A
fingir-me poetisa, tentei escrever o silêncio. Quem já o ouviu, diz por aí que
o bicho não se deixa apanhar, nem ouvir e muito menos escrever, mas eu não acreditei.
Com a primeira pluma que me caiu na mão, lancei o laço ao indomável dragão.
Refreei-o bem, rédea apertada, para que não fuja e, sobretudo, não cuspa o fogo
para que o corpo do silêncio não se faça cinzas antes mesmo que o som se faça letra
deitada no papel. O primeiro gatafunho que sarrabisquei era uma dor que vi sair
da boca, mas a dor era amarga e a garganta estreita. Parei logo. Apaguei.
Depois,
armei-me de coragem e deixei-me escorregar caminho abaixo. Qual poetisa, meia
sem jeito, se detém sem escrever o feito? Com medo ou sem, avancei. Quis continuar a
rebuscar, mas o declive era íngreme demais e resvalei mais do que muito além;
fui parar onde eu não queria, de traseiro ao chão, à entrada do coração. No
coração não quis entrar. Eu tinha a certeza de que aquilo era feito de areias
movediças ou, pior, de lava de vulcão. Incinerar-me tão cedo, isso não! Temi lá
entrar; confesso, agitava-me o medo de encontrar o amor que lá morava morto,
envenenado por tanto desamor que lhe deram a provar. Dessossegou-me o
pensamento de lá encontrar os afetos virados do avesso feitos desafetos, as
ilusões afogadas em desilusões e os sonhos esvaecidos! Sim, parei e não entrei.

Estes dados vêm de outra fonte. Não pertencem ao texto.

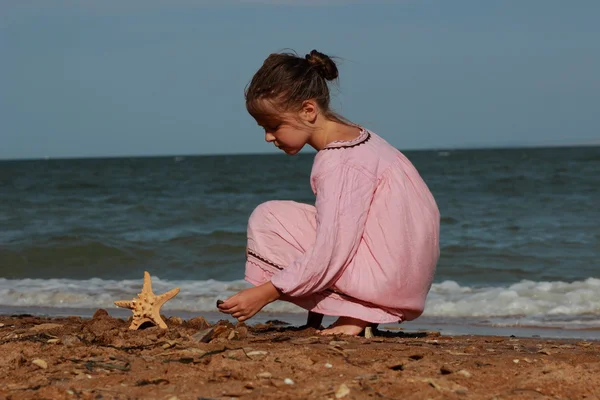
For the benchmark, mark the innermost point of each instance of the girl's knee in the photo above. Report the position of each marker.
(262, 212)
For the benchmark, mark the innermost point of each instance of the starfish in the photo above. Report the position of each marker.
(146, 308)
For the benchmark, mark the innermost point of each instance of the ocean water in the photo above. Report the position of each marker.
(520, 232)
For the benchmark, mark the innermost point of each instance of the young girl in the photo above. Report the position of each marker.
(367, 251)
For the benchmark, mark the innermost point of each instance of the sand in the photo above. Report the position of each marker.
(99, 358)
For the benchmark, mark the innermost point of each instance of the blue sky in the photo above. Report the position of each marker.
(153, 77)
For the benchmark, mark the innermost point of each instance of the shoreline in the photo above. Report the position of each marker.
(100, 358)
(453, 327)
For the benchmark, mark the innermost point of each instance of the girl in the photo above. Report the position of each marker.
(367, 251)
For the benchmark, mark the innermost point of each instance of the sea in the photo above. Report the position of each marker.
(520, 235)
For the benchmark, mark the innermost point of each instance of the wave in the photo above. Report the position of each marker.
(552, 304)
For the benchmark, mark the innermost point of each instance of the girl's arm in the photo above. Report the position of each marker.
(344, 195)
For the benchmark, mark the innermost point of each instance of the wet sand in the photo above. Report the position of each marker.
(100, 358)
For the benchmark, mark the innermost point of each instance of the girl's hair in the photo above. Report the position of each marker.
(285, 81)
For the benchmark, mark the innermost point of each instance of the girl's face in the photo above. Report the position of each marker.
(286, 132)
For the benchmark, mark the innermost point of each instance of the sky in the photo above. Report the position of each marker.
(166, 77)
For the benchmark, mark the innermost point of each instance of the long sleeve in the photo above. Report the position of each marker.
(344, 195)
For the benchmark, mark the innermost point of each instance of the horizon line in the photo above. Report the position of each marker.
(413, 150)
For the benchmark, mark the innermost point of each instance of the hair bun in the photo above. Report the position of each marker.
(322, 64)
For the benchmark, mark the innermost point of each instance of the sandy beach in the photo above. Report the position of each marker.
(100, 358)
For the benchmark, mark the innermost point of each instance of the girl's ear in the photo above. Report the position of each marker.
(310, 111)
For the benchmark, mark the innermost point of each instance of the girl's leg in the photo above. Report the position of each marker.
(278, 233)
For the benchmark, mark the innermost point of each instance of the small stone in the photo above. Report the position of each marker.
(342, 391)
(433, 384)
(45, 327)
(237, 354)
(169, 344)
(222, 331)
(204, 336)
(310, 340)
(100, 313)
(198, 323)
(445, 370)
(175, 320)
(464, 373)
(40, 363)
(461, 391)
(257, 355)
(338, 343)
(264, 375)
(242, 332)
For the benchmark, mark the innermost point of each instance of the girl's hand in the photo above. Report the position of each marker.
(248, 302)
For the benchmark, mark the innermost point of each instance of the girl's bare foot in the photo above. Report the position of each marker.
(346, 326)
(314, 320)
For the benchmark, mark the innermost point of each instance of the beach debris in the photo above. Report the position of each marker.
(45, 327)
(100, 313)
(464, 373)
(257, 355)
(342, 391)
(204, 336)
(264, 375)
(199, 323)
(40, 363)
(146, 308)
(445, 370)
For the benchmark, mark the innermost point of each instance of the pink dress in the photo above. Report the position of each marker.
(369, 247)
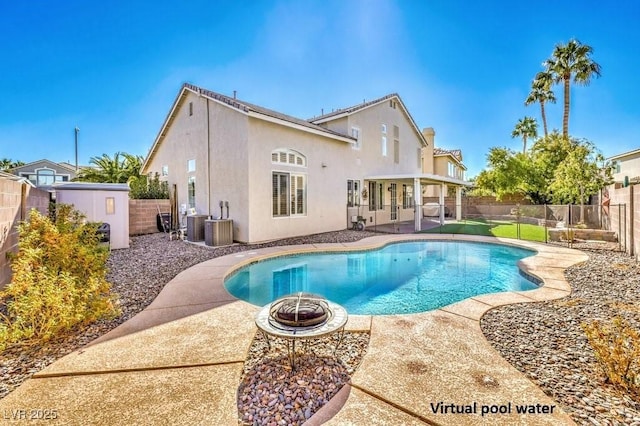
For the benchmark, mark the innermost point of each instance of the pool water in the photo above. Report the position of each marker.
(406, 277)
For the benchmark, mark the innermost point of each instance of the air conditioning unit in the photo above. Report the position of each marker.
(195, 227)
(218, 232)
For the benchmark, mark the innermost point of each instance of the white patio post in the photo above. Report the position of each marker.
(442, 204)
(417, 199)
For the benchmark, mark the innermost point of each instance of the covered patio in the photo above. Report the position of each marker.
(413, 185)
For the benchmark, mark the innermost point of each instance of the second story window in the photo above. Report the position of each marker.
(355, 133)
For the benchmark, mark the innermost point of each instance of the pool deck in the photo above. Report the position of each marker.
(179, 361)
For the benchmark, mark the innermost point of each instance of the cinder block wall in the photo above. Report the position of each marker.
(143, 215)
(16, 200)
(621, 218)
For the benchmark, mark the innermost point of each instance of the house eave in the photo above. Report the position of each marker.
(425, 177)
(285, 123)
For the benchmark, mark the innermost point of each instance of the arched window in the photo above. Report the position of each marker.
(288, 189)
(288, 156)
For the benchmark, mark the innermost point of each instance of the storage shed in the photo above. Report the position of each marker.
(100, 202)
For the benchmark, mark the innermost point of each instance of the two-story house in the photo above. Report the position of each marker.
(281, 176)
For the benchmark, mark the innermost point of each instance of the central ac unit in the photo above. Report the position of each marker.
(218, 232)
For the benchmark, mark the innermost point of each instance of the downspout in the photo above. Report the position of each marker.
(208, 163)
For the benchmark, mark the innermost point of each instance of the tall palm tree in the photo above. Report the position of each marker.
(541, 92)
(113, 170)
(525, 128)
(571, 60)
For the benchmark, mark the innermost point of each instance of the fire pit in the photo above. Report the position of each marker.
(301, 316)
(299, 310)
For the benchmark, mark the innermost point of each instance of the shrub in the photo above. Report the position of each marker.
(59, 279)
(617, 349)
(148, 187)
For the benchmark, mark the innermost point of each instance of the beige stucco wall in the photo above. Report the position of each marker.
(326, 185)
(241, 169)
(221, 171)
(629, 166)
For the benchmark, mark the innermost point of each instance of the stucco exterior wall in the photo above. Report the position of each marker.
(629, 166)
(221, 168)
(326, 171)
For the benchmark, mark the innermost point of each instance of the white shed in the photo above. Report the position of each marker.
(100, 202)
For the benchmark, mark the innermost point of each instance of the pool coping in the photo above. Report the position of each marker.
(174, 333)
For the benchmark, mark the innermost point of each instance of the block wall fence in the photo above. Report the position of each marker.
(16, 200)
(143, 215)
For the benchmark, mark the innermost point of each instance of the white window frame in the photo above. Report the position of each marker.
(356, 133)
(288, 157)
(291, 191)
(353, 192)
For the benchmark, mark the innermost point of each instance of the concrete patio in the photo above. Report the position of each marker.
(179, 361)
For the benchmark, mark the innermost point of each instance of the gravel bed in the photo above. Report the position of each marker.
(545, 340)
(137, 275)
(272, 393)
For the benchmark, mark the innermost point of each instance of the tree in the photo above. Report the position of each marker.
(510, 173)
(555, 170)
(118, 169)
(526, 127)
(571, 61)
(541, 92)
(7, 163)
(583, 172)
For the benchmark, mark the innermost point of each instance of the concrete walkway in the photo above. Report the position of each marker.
(179, 361)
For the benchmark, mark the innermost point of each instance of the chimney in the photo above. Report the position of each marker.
(429, 134)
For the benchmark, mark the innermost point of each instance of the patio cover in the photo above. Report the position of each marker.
(427, 179)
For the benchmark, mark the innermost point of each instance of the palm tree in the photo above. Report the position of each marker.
(571, 60)
(541, 92)
(113, 170)
(525, 128)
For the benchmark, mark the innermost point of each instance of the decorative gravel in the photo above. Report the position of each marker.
(137, 275)
(545, 340)
(272, 393)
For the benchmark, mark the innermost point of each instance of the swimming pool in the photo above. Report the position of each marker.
(399, 278)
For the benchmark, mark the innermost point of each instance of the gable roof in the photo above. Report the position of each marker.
(456, 154)
(625, 154)
(344, 112)
(48, 163)
(243, 107)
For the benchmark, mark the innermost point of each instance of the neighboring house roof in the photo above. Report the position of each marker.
(356, 108)
(48, 163)
(11, 176)
(245, 108)
(90, 186)
(456, 154)
(635, 152)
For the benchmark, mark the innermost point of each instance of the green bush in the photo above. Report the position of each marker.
(59, 279)
(617, 349)
(148, 187)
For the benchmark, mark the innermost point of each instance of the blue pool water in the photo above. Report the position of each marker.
(398, 278)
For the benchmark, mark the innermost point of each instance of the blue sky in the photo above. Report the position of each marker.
(464, 68)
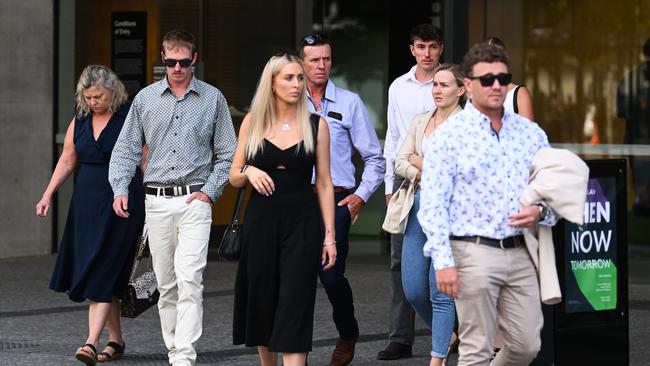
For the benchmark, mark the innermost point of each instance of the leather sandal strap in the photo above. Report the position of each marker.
(119, 348)
(92, 347)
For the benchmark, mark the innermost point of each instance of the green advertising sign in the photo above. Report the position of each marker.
(590, 273)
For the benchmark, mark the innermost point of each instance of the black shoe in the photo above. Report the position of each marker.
(395, 351)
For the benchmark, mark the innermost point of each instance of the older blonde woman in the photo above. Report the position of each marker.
(418, 276)
(97, 248)
(279, 145)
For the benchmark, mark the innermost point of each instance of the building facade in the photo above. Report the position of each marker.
(582, 61)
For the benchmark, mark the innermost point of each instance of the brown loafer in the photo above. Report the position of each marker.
(343, 352)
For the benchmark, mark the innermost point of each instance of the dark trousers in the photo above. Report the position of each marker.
(336, 285)
(401, 327)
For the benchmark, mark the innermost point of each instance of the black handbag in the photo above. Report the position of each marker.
(142, 291)
(230, 245)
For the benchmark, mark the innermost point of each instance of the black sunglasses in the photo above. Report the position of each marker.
(314, 39)
(286, 53)
(170, 62)
(488, 79)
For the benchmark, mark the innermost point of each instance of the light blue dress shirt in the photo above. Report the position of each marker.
(351, 129)
(472, 178)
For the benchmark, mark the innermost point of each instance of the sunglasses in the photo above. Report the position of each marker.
(287, 54)
(170, 62)
(488, 79)
(314, 39)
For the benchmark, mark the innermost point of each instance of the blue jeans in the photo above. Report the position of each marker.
(419, 282)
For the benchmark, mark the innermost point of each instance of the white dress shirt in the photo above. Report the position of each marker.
(407, 97)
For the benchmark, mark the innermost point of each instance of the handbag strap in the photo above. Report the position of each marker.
(240, 198)
(142, 243)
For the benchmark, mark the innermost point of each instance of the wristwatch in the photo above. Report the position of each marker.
(542, 211)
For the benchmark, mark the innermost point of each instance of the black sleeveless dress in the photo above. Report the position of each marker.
(97, 247)
(275, 289)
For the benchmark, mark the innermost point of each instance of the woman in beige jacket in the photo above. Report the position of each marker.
(418, 277)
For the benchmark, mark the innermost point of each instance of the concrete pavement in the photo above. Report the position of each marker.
(40, 327)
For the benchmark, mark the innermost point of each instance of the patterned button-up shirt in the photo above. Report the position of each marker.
(472, 178)
(182, 134)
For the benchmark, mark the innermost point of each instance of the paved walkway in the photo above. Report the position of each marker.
(40, 327)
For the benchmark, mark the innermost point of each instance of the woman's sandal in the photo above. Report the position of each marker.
(89, 358)
(118, 352)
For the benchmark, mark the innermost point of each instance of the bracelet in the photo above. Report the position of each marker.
(243, 171)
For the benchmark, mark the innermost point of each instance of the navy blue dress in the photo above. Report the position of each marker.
(97, 249)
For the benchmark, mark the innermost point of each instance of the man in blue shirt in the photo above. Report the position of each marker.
(350, 129)
(473, 174)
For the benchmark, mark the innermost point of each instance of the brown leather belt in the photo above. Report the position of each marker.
(172, 191)
(507, 243)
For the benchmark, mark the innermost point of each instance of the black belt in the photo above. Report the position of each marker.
(173, 191)
(507, 243)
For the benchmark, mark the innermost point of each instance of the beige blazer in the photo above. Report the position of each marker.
(559, 178)
(413, 145)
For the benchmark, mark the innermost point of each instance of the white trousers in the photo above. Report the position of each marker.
(497, 283)
(178, 239)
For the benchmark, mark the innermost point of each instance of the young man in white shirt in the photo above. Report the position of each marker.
(408, 95)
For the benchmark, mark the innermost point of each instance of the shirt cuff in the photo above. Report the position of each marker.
(363, 194)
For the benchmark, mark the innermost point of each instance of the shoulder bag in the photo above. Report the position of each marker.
(230, 245)
(399, 206)
(142, 291)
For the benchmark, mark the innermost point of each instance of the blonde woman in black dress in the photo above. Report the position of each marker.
(279, 146)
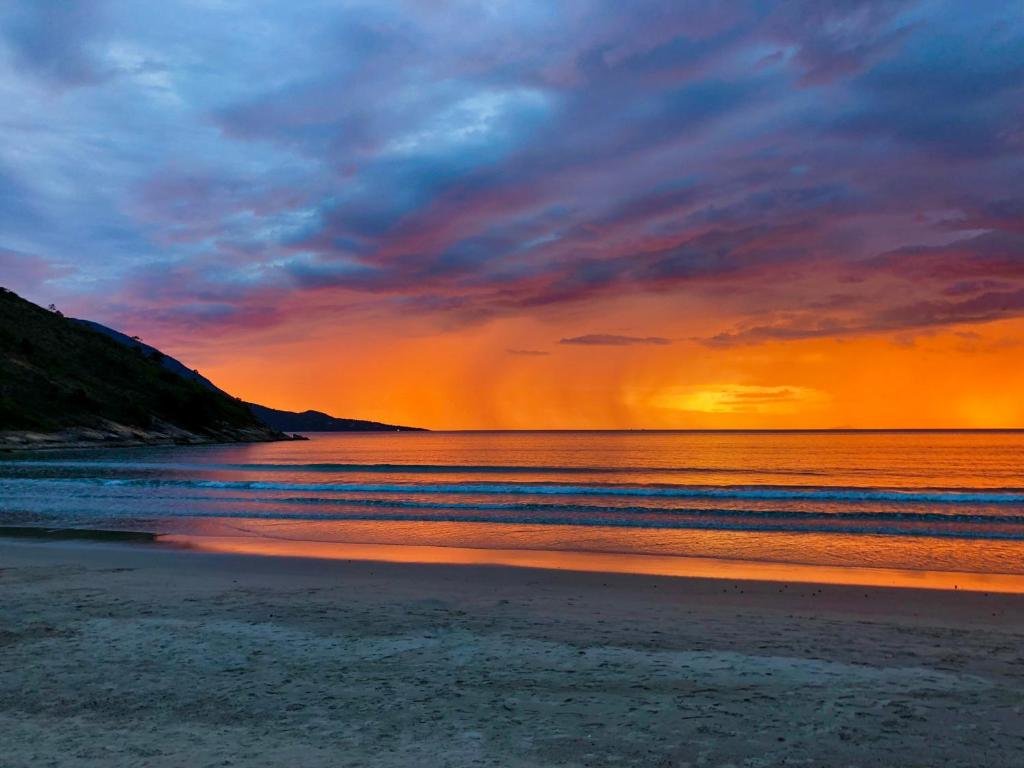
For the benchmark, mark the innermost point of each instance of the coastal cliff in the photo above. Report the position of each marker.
(65, 384)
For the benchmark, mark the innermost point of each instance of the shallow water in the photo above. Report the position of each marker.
(946, 501)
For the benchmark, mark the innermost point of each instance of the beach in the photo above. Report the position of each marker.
(119, 654)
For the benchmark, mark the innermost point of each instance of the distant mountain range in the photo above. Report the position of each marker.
(68, 382)
(316, 421)
(286, 421)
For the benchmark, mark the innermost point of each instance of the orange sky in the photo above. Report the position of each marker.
(466, 379)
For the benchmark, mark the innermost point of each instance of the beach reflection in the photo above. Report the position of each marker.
(606, 562)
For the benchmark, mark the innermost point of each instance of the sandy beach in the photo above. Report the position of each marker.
(119, 654)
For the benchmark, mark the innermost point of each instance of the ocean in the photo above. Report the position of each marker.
(915, 501)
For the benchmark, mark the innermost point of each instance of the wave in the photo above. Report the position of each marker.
(781, 493)
(355, 468)
(706, 524)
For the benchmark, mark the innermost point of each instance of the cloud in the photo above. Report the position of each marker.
(528, 352)
(51, 39)
(611, 340)
(463, 167)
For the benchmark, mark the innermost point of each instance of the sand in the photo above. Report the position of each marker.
(115, 654)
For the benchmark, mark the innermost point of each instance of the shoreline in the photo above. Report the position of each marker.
(582, 561)
(124, 654)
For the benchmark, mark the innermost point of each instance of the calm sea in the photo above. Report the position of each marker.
(948, 501)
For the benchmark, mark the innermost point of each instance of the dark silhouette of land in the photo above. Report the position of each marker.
(66, 383)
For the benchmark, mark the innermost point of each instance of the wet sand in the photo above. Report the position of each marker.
(118, 654)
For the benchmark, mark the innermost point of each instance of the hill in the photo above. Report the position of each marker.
(61, 382)
(285, 421)
(316, 421)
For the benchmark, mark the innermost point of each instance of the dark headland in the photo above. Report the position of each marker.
(67, 383)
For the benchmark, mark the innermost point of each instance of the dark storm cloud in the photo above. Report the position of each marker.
(212, 161)
(612, 340)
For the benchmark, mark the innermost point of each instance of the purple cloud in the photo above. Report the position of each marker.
(834, 167)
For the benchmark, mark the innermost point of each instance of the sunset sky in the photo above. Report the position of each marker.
(535, 214)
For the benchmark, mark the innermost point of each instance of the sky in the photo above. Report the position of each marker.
(581, 214)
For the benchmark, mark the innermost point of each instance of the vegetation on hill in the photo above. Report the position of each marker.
(316, 421)
(56, 374)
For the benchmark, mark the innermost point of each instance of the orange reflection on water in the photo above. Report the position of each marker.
(606, 562)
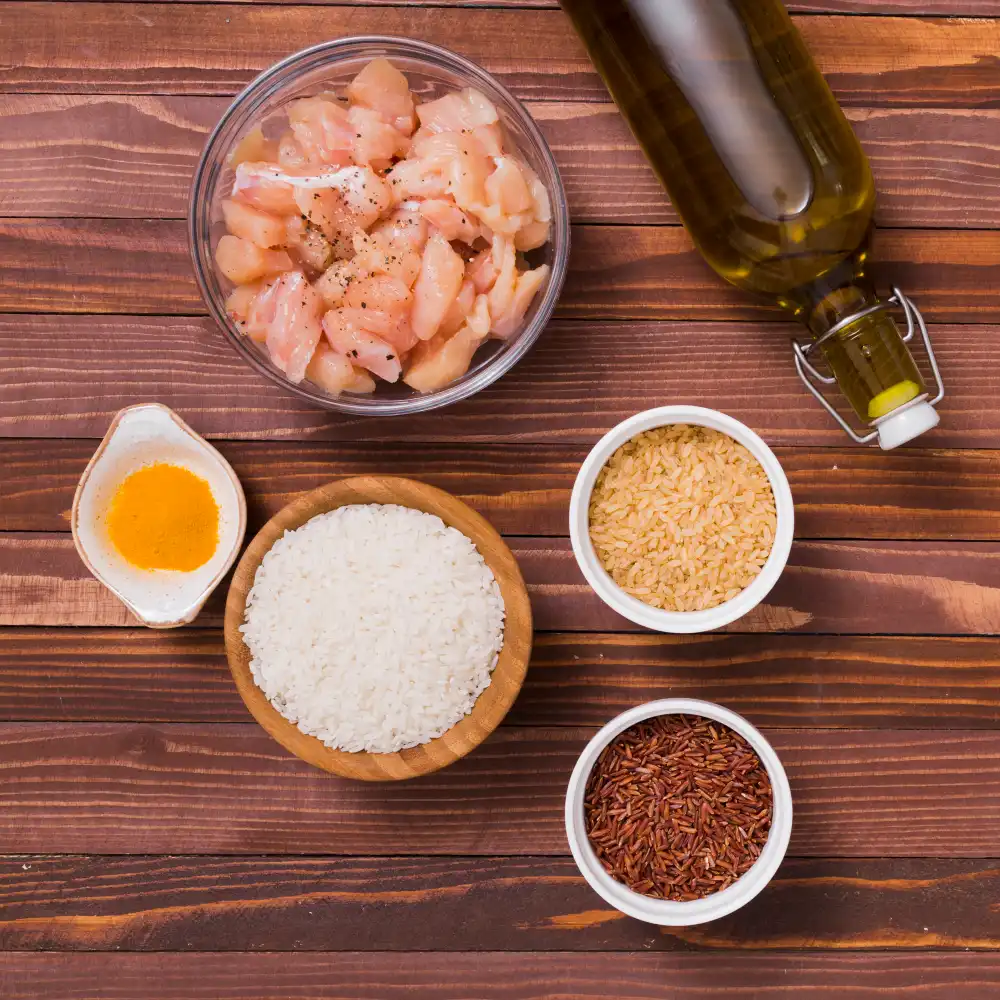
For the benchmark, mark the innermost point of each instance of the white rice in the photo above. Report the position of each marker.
(374, 627)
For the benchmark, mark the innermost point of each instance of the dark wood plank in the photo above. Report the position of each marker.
(486, 976)
(616, 272)
(869, 61)
(905, 588)
(121, 156)
(207, 904)
(230, 789)
(135, 675)
(67, 376)
(524, 489)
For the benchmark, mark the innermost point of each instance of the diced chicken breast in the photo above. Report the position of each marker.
(334, 373)
(457, 112)
(322, 129)
(381, 87)
(406, 227)
(449, 220)
(505, 324)
(359, 346)
(459, 311)
(440, 361)
(290, 311)
(252, 224)
(438, 284)
(256, 184)
(376, 143)
(242, 261)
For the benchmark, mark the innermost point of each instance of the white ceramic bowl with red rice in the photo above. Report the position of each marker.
(631, 607)
(667, 912)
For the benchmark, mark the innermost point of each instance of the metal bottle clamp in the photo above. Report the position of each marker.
(810, 376)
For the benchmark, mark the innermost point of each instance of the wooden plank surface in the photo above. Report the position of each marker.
(207, 904)
(524, 488)
(622, 272)
(67, 376)
(216, 49)
(134, 156)
(492, 976)
(905, 588)
(230, 789)
(781, 681)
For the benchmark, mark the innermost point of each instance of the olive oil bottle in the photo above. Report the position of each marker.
(771, 182)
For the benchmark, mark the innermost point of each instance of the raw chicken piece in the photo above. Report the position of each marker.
(417, 179)
(457, 112)
(441, 274)
(240, 302)
(482, 269)
(314, 249)
(505, 260)
(289, 310)
(377, 255)
(333, 372)
(242, 261)
(438, 362)
(253, 146)
(406, 227)
(459, 311)
(256, 183)
(348, 338)
(326, 211)
(507, 188)
(532, 236)
(381, 87)
(449, 220)
(322, 129)
(376, 143)
(507, 323)
(252, 224)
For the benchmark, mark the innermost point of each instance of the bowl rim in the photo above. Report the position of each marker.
(671, 913)
(492, 704)
(504, 360)
(194, 609)
(679, 622)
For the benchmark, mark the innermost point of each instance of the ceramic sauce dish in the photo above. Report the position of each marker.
(139, 436)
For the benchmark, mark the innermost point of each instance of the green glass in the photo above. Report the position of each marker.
(762, 166)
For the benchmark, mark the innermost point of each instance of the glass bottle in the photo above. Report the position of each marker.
(769, 178)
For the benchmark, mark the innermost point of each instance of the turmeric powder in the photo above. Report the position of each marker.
(164, 517)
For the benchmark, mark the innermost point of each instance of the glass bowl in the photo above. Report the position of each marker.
(431, 71)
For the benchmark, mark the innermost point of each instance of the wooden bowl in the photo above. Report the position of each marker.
(491, 706)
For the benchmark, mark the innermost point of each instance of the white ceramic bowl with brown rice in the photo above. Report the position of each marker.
(669, 912)
(690, 553)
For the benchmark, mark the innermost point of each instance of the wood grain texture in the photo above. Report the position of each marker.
(508, 673)
(216, 49)
(68, 375)
(122, 156)
(621, 272)
(390, 904)
(906, 588)
(781, 681)
(490, 976)
(523, 489)
(230, 789)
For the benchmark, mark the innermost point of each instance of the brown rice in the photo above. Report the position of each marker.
(682, 518)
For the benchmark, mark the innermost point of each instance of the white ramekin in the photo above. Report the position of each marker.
(632, 608)
(667, 912)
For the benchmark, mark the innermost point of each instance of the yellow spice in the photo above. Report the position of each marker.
(164, 517)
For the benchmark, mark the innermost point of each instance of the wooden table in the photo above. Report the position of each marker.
(159, 846)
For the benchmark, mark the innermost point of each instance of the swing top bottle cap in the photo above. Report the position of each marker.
(905, 423)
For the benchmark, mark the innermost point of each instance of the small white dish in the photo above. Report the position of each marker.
(141, 435)
(632, 608)
(670, 913)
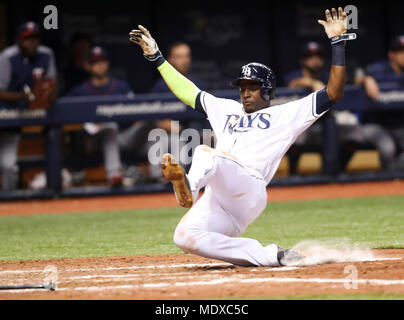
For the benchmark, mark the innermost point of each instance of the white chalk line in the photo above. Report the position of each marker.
(233, 280)
(187, 265)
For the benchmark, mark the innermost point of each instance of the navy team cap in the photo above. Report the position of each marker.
(28, 29)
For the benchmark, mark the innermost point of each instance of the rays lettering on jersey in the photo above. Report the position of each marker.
(236, 123)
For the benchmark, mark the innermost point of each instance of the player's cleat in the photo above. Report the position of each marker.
(287, 257)
(176, 175)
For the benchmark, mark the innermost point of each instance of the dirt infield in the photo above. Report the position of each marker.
(186, 276)
(330, 191)
(191, 277)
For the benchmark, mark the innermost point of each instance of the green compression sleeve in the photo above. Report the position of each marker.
(184, 89)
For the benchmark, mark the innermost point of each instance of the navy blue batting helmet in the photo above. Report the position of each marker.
(261, 73)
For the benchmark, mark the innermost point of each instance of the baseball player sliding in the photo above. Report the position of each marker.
(252, 137)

Olhei para trás, quis apagar as linhas e contra linhas que acabei de rabiscar,
mas o coração era um tal resvaladouro que não consegui escalar. Como voltar
atrás não podia, prossegui, mas logo, logo me arrependi. Não é que no meio do
peito, havia um horrífico cavernal vazio! Chame-se-lhe brecha, chame-se-lhe fenda,
chame-se-lhe escarpada fissura, cair de alto seria morte segura. Olha o suor
fino pelo rosto a baixo. Num desarmónico sobressalto, a linha do silêncio
quase, quase irrompeu num primeiro tímido rugido, mas mal saído foi logo, logo
engolido. Dei meia volta e procurei um outro atalho que me levasse ao segredo
do silêncio.
Foi
então que, de longe, avistei uma espécie de gruta, uma espécie de túnel e ao
fundo, uma luz! Pensei para mim mesma: Eureka, é por aqui o ventre onde o
silêncio se faz criança! Mas ai Deus, nem quero contar o que eu lá fui
encontrar.
Pois
é, aquele ventre era mais um pantanal cujas águas eram compostas por um
emaranhado tal de dores passadas, de deceções vividas, de sangue vertido e, não
é que, as lágrimas que derramei a vida inteira, e que julgava esquecidas, evaporadas,
estavam ali desaguadas. Aqui e acolá, no meio de tamanha miscelânea, lá ia encontrando
uma alegria vivida, um momento de graça, um riso, um poema escrito ou um filho
parido e ainda bem, respirei de alívio, respirei fundo pois nem tudo o que
silêncio contém é infesto! Soube então que, ali, na introspeção e no silêncio
que procurava encontrei, afinal, a minha própria vida a querer deslizar de mim
como a gota de orvalho cai da rosa ao primeiro raio de sol.
E
como reter algo que quer voar de mim? E como voar, se não se tem asas? E foi
assim que fui saber de mim no espelho branco da parede da minha sala e, sem
grande surpresa, descobri-me Pássaro na gaiola! E se o ditado diz que pássaro
na gaiola não canta, lamenta; concluo que sou uma alma feita de chilreios
abafados!
Alguém,
por favor; alguém que me ensine a liberdade!